Yes, if demand is inelastic, then a given percentage decrease in price will lead to a smaller percentage increase in quantity and so total revenue (= price x quantity) will fall.
I don't think I understand the answer to this question. I thought that if PED < 1 then as P decreases, TR will decrease and as P increases, TR will increase. Hasn't P increased in the example given?
For an inelastic demand curve, a fall in price would result in a smaller % rise in quantity demand. Hence TR will fall. Similarly, for an inelastic demand curve, a rise in price will result in a smaller fall in QD and hence the TR will also rise. There is also formula which show that same result.
I understand the theory but I don't understand in relation to the example given. Hasn't P increased in the example given? I thought P had increased by 14%.

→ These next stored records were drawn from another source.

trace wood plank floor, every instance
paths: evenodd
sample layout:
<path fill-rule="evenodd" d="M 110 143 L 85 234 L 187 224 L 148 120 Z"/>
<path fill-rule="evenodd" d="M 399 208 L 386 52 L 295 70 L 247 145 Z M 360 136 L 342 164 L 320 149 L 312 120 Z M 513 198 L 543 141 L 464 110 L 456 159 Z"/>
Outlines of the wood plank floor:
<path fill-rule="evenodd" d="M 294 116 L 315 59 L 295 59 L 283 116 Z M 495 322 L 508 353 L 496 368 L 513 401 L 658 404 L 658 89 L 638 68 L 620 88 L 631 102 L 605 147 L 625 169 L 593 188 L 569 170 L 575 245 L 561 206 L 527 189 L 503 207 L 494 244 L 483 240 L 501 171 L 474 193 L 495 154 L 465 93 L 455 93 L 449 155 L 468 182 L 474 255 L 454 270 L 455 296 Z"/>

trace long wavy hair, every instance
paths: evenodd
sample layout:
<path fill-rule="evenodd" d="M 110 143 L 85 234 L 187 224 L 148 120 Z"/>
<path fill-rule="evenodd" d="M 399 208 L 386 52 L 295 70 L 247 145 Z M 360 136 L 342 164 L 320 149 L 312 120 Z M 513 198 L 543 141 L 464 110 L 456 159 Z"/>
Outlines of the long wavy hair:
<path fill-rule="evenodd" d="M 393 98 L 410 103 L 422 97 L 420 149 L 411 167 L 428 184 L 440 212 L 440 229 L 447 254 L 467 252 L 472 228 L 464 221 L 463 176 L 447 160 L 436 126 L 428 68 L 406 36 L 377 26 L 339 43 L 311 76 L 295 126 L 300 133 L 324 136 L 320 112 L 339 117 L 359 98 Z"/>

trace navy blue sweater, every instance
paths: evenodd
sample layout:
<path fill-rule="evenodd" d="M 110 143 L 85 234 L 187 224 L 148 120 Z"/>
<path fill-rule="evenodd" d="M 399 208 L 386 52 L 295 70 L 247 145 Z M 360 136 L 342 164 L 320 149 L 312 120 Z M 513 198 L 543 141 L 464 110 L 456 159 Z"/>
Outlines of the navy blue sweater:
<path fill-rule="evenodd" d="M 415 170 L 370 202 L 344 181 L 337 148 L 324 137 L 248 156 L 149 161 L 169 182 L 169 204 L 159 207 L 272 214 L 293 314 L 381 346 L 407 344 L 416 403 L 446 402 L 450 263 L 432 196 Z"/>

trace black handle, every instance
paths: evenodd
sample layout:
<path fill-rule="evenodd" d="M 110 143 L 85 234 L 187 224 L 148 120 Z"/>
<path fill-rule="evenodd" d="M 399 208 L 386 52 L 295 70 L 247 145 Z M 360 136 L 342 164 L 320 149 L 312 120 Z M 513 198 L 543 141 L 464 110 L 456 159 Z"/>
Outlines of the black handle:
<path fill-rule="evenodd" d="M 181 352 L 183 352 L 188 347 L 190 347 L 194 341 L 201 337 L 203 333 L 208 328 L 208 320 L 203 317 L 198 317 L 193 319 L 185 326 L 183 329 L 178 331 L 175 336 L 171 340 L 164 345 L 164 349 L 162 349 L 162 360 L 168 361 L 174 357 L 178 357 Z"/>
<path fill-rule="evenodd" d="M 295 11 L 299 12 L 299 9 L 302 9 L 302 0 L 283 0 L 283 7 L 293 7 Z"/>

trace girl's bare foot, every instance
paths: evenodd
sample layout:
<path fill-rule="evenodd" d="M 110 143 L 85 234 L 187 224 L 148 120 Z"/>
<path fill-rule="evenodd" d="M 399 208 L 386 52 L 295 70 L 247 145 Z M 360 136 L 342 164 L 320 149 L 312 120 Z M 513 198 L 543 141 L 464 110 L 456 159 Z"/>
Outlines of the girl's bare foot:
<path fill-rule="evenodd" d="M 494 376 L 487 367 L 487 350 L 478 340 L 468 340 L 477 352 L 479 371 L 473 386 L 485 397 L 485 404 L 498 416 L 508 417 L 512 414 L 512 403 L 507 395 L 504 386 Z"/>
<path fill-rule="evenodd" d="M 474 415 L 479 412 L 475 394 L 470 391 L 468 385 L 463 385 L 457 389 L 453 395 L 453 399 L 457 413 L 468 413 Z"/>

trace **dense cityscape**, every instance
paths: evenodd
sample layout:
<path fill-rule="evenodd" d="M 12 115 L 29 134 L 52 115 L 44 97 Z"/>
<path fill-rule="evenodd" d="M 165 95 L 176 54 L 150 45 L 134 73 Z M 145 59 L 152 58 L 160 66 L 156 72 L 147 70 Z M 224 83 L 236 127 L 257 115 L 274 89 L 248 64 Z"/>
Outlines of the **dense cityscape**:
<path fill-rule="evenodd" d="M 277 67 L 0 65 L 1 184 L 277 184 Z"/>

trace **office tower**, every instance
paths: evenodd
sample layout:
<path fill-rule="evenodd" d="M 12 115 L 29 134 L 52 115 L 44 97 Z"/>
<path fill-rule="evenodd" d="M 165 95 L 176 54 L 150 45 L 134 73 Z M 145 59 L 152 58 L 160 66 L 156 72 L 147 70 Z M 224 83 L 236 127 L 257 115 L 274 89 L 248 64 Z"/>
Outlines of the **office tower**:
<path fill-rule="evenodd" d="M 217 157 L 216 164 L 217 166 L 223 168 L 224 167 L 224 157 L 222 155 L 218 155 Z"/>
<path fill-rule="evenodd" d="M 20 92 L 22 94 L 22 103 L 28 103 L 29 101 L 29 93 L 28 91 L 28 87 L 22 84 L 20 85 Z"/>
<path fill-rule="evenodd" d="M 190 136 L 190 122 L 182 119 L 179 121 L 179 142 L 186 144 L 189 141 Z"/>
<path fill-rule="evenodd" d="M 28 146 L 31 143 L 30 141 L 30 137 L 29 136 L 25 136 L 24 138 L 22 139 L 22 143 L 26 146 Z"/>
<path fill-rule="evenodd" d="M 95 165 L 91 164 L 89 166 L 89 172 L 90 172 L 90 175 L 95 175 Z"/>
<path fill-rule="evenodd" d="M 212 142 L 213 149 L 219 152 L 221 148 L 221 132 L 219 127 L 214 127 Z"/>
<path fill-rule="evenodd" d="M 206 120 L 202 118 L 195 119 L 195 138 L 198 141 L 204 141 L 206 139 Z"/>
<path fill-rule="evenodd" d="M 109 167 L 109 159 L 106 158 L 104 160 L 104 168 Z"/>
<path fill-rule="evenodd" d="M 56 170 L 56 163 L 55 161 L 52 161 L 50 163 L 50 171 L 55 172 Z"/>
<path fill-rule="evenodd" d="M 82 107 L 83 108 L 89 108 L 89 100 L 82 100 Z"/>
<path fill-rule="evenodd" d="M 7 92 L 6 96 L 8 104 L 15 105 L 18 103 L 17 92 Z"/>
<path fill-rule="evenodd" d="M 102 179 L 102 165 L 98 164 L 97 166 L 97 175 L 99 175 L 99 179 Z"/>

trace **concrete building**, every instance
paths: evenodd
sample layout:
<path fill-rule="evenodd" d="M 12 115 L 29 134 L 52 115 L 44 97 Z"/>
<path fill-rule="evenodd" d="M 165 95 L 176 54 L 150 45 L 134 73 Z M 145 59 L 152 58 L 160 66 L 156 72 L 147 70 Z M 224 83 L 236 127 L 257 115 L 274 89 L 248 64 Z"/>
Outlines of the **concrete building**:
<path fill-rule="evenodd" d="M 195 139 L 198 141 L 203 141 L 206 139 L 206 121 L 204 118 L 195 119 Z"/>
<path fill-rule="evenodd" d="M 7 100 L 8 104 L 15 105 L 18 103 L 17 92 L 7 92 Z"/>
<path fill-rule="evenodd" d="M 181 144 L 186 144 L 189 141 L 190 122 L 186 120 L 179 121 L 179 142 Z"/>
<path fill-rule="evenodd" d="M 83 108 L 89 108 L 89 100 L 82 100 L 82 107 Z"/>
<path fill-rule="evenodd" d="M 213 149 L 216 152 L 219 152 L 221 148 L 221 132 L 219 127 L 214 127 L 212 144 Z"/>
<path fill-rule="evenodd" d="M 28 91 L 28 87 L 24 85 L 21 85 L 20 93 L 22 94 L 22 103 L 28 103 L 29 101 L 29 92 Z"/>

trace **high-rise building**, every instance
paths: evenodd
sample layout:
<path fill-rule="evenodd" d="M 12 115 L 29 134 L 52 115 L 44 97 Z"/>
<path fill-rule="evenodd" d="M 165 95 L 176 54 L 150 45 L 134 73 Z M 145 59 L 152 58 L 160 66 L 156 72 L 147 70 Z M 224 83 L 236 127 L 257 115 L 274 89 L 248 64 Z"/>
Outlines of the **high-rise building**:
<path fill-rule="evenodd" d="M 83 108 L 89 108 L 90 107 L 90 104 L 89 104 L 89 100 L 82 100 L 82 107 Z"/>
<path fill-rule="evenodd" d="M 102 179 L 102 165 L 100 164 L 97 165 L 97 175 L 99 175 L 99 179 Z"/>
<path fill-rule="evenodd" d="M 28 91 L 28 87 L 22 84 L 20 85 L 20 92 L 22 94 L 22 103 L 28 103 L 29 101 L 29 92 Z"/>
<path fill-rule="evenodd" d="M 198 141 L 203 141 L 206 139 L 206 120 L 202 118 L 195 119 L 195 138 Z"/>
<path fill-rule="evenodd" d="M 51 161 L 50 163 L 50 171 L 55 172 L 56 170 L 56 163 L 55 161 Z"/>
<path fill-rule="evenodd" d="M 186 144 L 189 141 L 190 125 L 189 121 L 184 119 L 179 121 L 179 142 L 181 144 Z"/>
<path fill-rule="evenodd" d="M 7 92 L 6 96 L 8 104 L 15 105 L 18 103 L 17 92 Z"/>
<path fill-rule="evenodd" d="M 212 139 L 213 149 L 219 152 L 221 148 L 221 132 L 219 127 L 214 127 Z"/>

TR = P*Q Differentiating this partially with respect to Q gives: dTR/dQ = P*1 + dP/dQ * Q So, remembering that MR is the derivative of TR and dividing each term on the right-hand side by P gives: MR = P*(1 + dP/dQ * P/Q) = P*(1+1/e) where e = price elasticity of demand. So, from this you can see that if -1 < e < 0 (inelastic demand), then MR < 0, ie an increase in Q resulting from a fall in P will result in a fall in TR. Conversely, if e < -1 (elastic demand), then MR > 0, ie an increase in Q resulting from a fall in P will result in a rise in TR. However, this mathematical result (based on derivatives) applies only to small changes in P and hence Q. If the percentage changes in P and Q are very similar (ie demand is only "slightly inelastic") and quite large, as in the original example, then the above mathematical result won't always apply. For example, if P increases by 1.4% and Q decreases by 1.3%, ie small changes, then: TR = 10.14 * 987 = 10,000.18 > 10,000 so it does hold. If, however, P increases by 14% and Q decreases by 13%, ie "large" changes (as per the original example) then: TR = 11.4 * 870 = 9918 < 10,000 So, if asked in the exam, we will always say that inelastic demand means that a fall in P leads to a smaller percentage rise in Q and so (intuitively) it leads to a fall in TR = P * Q. However, in the real world, it's not always that straightforward.